The contributors’ messages are too important and powerful to be obscured by repetitious detail, a style likely to be tolerated only by other engaged academics or activists.

Stylistic issues aside, this is a valuable and important book for a country where the mining sector continues to play such a huge role. It’s not just on the international stage that this profligate industry needs to be reined in. While our domestic miners may not go so far as to commit murder in Canada, figuratively speaking they still get away with it in places like Mount Polley and many others that fly below the radar of our domestic media.

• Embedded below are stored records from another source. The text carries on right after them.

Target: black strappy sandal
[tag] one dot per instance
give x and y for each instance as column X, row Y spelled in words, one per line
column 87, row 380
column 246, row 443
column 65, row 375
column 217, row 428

(Howard Macdonald Stewart is an historical geographer and semi-retired international consultant whose work has taken him to more than seventy countries since the 1970s. His memoir of a youthful bicycle trip down the Danube with war hero and debonair cyclist Cornelius Burke, Bumbling down the Danube, was published in The Ormsby Review in 2016, and his memoir, The Year of the Bicycle: 1973, followed in 2020. He is also the author of the award-winning Views of the Salish Sea: One Hundred and Fifty Years of Change around the Strait of Georgia (Harbour, 2017), as well as a popular Remembrance Day reflection, Why the Red Poppies Matter. He has lived on Denman Island, off and on, for more than thirty years. He is now writing an insider’s view of his four decades on the road that followed his perambulations of 1973, notionally titled Around the World on Someone Else’s Dime: Confessions of an International Worker.)